Stella, Ag and Prue are three volunteers who go country and help the English war effort while the farmers and other males are fighting. These are not uptight prim and proper young ladies, though Ag (Rachel Weisz) is a Cambridge girl on her way to law school and her dialog is full of the pip pip cheerio stuff you may associate with upper class English. Cranky thinks it's cute. Stella (Catherine McCormack) is engaged to a naval officer and Prue (Anna Friel) is of the lower classes and therefore out and out horny. They're assigned to work a farm in the village of Branford owned by Mr. Lawrence (Tom Georgeson). Still working the farm is his son Joe (Steven Mackintosh) who dreams of being an RAF pilot.
One guy.

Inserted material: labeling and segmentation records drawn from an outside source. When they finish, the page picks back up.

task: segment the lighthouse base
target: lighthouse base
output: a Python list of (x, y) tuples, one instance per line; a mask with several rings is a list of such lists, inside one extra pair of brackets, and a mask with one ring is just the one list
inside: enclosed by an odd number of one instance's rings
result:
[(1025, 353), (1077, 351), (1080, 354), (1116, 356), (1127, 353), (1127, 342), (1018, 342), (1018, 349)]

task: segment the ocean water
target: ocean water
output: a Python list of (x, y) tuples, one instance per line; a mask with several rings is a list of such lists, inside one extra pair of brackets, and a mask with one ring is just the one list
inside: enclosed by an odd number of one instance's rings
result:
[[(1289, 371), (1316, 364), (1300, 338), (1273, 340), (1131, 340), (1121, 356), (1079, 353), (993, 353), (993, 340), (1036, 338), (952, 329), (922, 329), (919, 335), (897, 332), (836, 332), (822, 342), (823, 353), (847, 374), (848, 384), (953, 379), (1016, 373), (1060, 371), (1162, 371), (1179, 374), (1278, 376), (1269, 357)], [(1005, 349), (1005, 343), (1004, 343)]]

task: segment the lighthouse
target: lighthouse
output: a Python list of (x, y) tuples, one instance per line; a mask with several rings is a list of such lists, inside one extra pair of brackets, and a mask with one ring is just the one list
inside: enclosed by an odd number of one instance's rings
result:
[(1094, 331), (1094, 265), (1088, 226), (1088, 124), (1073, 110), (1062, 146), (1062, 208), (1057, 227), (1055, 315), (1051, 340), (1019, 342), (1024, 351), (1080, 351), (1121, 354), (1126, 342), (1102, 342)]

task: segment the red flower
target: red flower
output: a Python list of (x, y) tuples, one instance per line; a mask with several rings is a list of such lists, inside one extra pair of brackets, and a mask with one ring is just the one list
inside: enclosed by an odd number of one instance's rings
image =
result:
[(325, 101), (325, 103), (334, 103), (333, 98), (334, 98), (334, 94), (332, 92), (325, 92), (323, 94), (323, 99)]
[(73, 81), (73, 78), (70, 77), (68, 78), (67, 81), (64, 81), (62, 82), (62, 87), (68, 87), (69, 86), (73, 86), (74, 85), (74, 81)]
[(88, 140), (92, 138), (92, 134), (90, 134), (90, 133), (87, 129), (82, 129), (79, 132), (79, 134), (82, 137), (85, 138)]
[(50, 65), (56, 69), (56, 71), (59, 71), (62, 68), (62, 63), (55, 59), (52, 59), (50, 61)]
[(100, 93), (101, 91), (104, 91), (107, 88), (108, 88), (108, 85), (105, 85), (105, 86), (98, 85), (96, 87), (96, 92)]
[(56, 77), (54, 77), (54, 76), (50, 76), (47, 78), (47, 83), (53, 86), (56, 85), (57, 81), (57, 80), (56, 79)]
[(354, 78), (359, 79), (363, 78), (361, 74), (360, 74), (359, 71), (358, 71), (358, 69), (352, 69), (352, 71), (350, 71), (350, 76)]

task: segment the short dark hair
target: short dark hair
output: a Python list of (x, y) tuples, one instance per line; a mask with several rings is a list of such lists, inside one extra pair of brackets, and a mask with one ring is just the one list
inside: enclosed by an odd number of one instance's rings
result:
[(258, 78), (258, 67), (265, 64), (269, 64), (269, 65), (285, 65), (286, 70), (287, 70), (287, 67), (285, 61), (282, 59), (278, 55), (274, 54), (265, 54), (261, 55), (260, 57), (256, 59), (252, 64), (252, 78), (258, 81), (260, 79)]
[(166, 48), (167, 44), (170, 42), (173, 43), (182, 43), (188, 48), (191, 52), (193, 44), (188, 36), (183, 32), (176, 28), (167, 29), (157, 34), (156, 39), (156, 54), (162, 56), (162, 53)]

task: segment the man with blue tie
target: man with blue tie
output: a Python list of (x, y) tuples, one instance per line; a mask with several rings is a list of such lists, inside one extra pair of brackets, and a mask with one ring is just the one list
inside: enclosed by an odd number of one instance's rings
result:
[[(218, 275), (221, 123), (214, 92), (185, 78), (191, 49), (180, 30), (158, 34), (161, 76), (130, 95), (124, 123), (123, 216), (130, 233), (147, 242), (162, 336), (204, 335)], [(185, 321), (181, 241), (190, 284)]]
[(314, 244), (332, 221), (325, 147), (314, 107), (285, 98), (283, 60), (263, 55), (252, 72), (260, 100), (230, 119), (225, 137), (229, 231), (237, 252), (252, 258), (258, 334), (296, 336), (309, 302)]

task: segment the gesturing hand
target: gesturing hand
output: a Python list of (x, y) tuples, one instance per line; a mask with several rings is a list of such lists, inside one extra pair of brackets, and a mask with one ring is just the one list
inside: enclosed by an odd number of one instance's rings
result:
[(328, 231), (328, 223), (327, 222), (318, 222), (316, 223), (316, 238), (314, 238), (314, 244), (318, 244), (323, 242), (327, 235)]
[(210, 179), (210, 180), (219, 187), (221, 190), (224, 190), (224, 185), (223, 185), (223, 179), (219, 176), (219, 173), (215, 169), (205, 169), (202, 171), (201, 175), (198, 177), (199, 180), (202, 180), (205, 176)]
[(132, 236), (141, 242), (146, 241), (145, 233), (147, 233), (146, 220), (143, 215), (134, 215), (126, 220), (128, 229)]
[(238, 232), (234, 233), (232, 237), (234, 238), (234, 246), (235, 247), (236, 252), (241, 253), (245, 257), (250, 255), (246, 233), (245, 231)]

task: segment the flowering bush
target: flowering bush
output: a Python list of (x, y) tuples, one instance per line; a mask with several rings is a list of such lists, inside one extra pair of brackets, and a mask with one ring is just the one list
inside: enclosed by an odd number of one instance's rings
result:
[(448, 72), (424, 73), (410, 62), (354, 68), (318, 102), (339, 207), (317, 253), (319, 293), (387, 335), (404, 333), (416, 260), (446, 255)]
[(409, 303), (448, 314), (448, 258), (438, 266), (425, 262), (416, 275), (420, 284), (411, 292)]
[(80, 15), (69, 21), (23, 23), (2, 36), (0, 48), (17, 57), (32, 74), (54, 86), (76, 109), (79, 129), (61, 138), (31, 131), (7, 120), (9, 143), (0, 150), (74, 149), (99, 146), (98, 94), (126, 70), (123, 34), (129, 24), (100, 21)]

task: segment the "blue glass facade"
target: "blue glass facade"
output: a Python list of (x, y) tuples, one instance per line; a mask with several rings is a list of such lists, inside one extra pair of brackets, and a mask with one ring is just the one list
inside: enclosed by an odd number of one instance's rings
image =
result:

Three girls. First half of the picture, thumbs up.
As for the rest of it, The Land Girls has the feel of being pulled bit by bit out of the novel that inspired the movie. It staggers clumsily into the two rip out your heart sequences, involving death and dismemberment (there is a war going on, after all) and unless you can fill in the holes, it is untouching. I never got a feel for the characters, outside of the obvious, and the tacked on post-war epilog (ie. where are they now?) didn't add much more than the obvious "what you dream for isn't what you get".
Once the bawdy sex talk (and dontcha just know it sounds sexier with an English accent) of the first hour is replaced with the tearjerker plots of the second I almost nodded off. But then, I'm a guy. There are also, probably, a dozen or more particularly English references that I psrobably didn't get either. Neither will the rest of you Yanks. That doesn't help matters at all.
On average, a first run movie ticket will run you Eight Bucks. Were Cranky able to set his own price to The Land Girls, he would have paid . . .
Higher for the ladies. This flick is begging for video.